A dedicated entitlement management system typically:
- Sits between your product and billing stack
- Manages a structured product catalog (Products → Plans → Add-ons → Features)
- Evaluates entitlements, usage limits, and credit balances synchronously, in the request path
- Handles provisioning and updates through SDK-based integration
- Lets product teams ship packaging changes without code
- Supports complex pricing changes (hybrid, credits, usage-based) when engineering owns them
Stigg is built for this layer. The product catalog is centralized, credits and usage entitlements are first-class primitives, and synchronous enforcement runs through a Sidecar deployed in your cloud. Integrations span billing, CPQ, CRM, and data warehouses.
If entitlements are eating away at engineering capacity, the architecture isn't scaling with the business. Explore how Stigg works.
FAQs
1. Can an entitlement management system work without a billing integration?

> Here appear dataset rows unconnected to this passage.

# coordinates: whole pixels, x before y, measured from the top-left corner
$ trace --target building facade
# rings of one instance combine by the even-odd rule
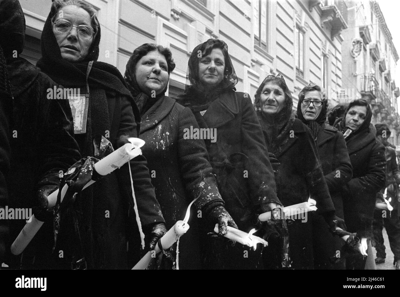
[[[357,97],[367,100],[373,111],[373,124],[385,123],[392,131],[389,141],[399,144],[400,116],[394,80],[399,59],[378,2],[348,1],[349,28],[342,32],[342,74],[345,88],[355,90]]]
[[[191,51],[209,38],[229,47],[238,90],[256,90],[267,75],[282,74],[293,92],[309,82],[340,90],[342,76],[342,30],[347,27],[343,1],[311,0],[88,0],[101,24],[99,60],[123,74],[133,50],[145,42],[168,46],[176,67],[169,94],[184,89]],[[21,1],[26,19],[23,54],[34,63],[51,2]],[[333,104],[337,101],[331,99]]]

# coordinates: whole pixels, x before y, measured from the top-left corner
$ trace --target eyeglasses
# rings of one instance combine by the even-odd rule
[[[56,31],[60,34],[68,34],[72,27],[76,28],[78,36],[83,39],[90,39],[94,34],[94,29],[90,26],[79,25],[74,26],[68,20],[59,18],[53,23]]]
[[[303,100],[301,102],[306,106],[308,106],[312,102],[313,104],[316,107],[319,107],[322,105],[322,103],[324,103],[324,102],[322,101],[311,101],[311,100],[308,100],[307,99]]]

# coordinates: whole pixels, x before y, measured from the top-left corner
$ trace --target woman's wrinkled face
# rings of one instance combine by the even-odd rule
[[[86,25],[92,26],[90,16],[86,10],[75,5],[67,5],[57,12],[53,22],[59,19],[69,21],[74,26]],[[84,39],[78,34],[78,28],[72,27],[68,33],[62,34],[56,31],[53,24],[53,33],[60,47],[61,56],[71,62],[77,62],[85,59],[89,53],[89,49],[93,41]]]
[[[309,91],[304,94],[304,99],[303,100],[309,100],[313,102],[314,101],[322,101],[321,99],[321,92],[316,90],[313,91]],[[319,106],[314,106],[313,103],[310,103],[308,106],[305,105],[303,103],[301,103],[300,107],[301,108],[301,112],[303,114],[303,116],[304,117],[306,120],[314,120],[321,113],[321,111],[322,110],[322,105]]]
[[[286,98],[282,88],[273,82],[267,82],[262,88],[258,105],[264,113],[276,114],[285,106]]]
[[[140,89],[149,96],[161,93],[168,83],[168,64],[158,50],[149,52],[136,64],[136,81]]]
[[[346,127],[353,132],[357,131],[365,120],[366,115],[366,106],[352,106],[346,114]]]
[[[199,79],[208,89],[216,87],[224,79],[225,58],[220,48],[213,48],[210,54],[199,60]]]

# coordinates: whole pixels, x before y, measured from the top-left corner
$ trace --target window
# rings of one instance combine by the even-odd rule
[[[254,43],[266,50],[268,49],[268,2],[256,0],[253,12]]]
[[[298,27],[296,30],[296,74],[304,76],[304,33]]]
[[[200,3],[204,7],[207,7],[207,0],[196,0],[196,1]]]
[[[328,71],[329,71],[328,69],[329,62],[328,56],[323,55],[322,61],[322,88],[327,89],[328,84],[328,73],[329,73]]]

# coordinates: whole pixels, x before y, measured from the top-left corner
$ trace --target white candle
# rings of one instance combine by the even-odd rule
[[[144,141],[134,137],[129,138],[128,140],[130,143],[125,144],[94,164],[93,166],[94,170],[99,174],[101,175],[108,174],[115,169],[120,168],[128,161],[142,155],[140,148],[144,144]],[[85,185],[82,190],[94,183],[94,181],[90,181]],[[61,190],[62,201],[68,189],[68,186],[66,185]],[[58,191],[58,189],[56,190],[47,197],[48,209],[53,207],[56,205]],[[43,222],[36,219],[34,215],[32,215],[30,220],[30,221],[25,224],[11,245],[11,253],[13,255],[19,255],[24,251],[43,224]]]
[[[172,245],[178,241],[179,237],[188,231],[189,227],[189,224],[183,221],[178,221],[175,223],[175,224],[160,239],[161,241],[161,245],[164,250],[168,249],[171,247]],[[154,250],[148,252],[132,269],[134,270],[146,269],[150,264],[152,258],[155,257],[156,255],[161,250],[158,247],[158,245],[156,245]]]
[[[308,199],[307,202],[302,202],[301,203],[294,204],[289,206],[282,207],[281,211],[283,212],[284,217],[282,217],[279,212],[274,213],[278,217],[274,218],[275,219],[286,219],[294,216],[307,213],[308,211],[314,211],[317,210],[317,207],[315,206],[316,203],[315,200],[311,198]],[[267,211],[262,213],[258,216],[258,219],[262,222],[269,221],[271,219],[271,212]]]
[[[164,251],[171,247],[172,245],[179,239],[179,238],[181,236],[188,232],[190,227],[189,224],[188,224],[188,221],[189,221],[190,215],[190,207],[196,200],[198,199],[201,195],[201,194],[200,194],[197,198],[194,199],[189,204],[188,206],[188,209],[186,210],[186,215],[185,215],[185,218],[183,219],[183,221],[178,221],[174,226],[171,227],[170,229],[168,230],[168,232],[165,233],[160,239],[161,245]],[[177,249],[178,247],[177,246],[177,258],[178,257],[178,253],[179,252]],[[148,252],[147,253],[140,259],[132,269],[135,270],[146,269],[148,265],[150,264],[152,258],[155,257],[156,255],[160,251],[161,251],[161,250],[158,247],[158,245],[156,245],[154,249],[152,251]],[[178,268],[178,267],[177,268]]]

Yes, an EMS can run without a billing integration. Many teams use an EMS purely for entitlement enforcement, provisioning, and feature gating while keeping their billing system completely separate. The two systems solve different problems and don't require direct integration to function.
2. How does an entitlement management system handle free trials?
An EMS handles free trials by defining a trial plan in the product catalog with its own entitlement rules, then automatically revoking or downgrading access when the trial period ends. This happens through the same provisioning layer that handles paid plan changes, with no manual intervention required.
3. What happens to entitlements during a billing system migration?
Because an EMS sits between your product and your billing system, a billing migration doesn't have to disrupt entitlement enforcement. The product catalog, the enforcement layer, and the in-app experiences (portals, paywalls, upgrade flows) keep running while billing changes underneath. The EMS becomes the stable surface; billing is the swappable component.
4. How does an entitlement management system support multiple pricing models at once?
A modern EMS supports flat-rate, usage-based, credit, and hybrid pricing models from a single product catalog. With Stigg, these can run in parallel: a self-serve free tier on credits, a hybrid plan combining seats with metered usage, and an enterprise contract on a custom commit, all driven by the same catalog.
5. When should a company start thinking about a dedicated entitlement management system?
A company should start evaluating a dedicated EMS when pricing changes consistently require engineering work, when the product supports more than two or three distinct pricing tiers, or when you introduce usage-based features that require real-time metering and enforcement. Waiting until the system breaks means rebuilding under pressure.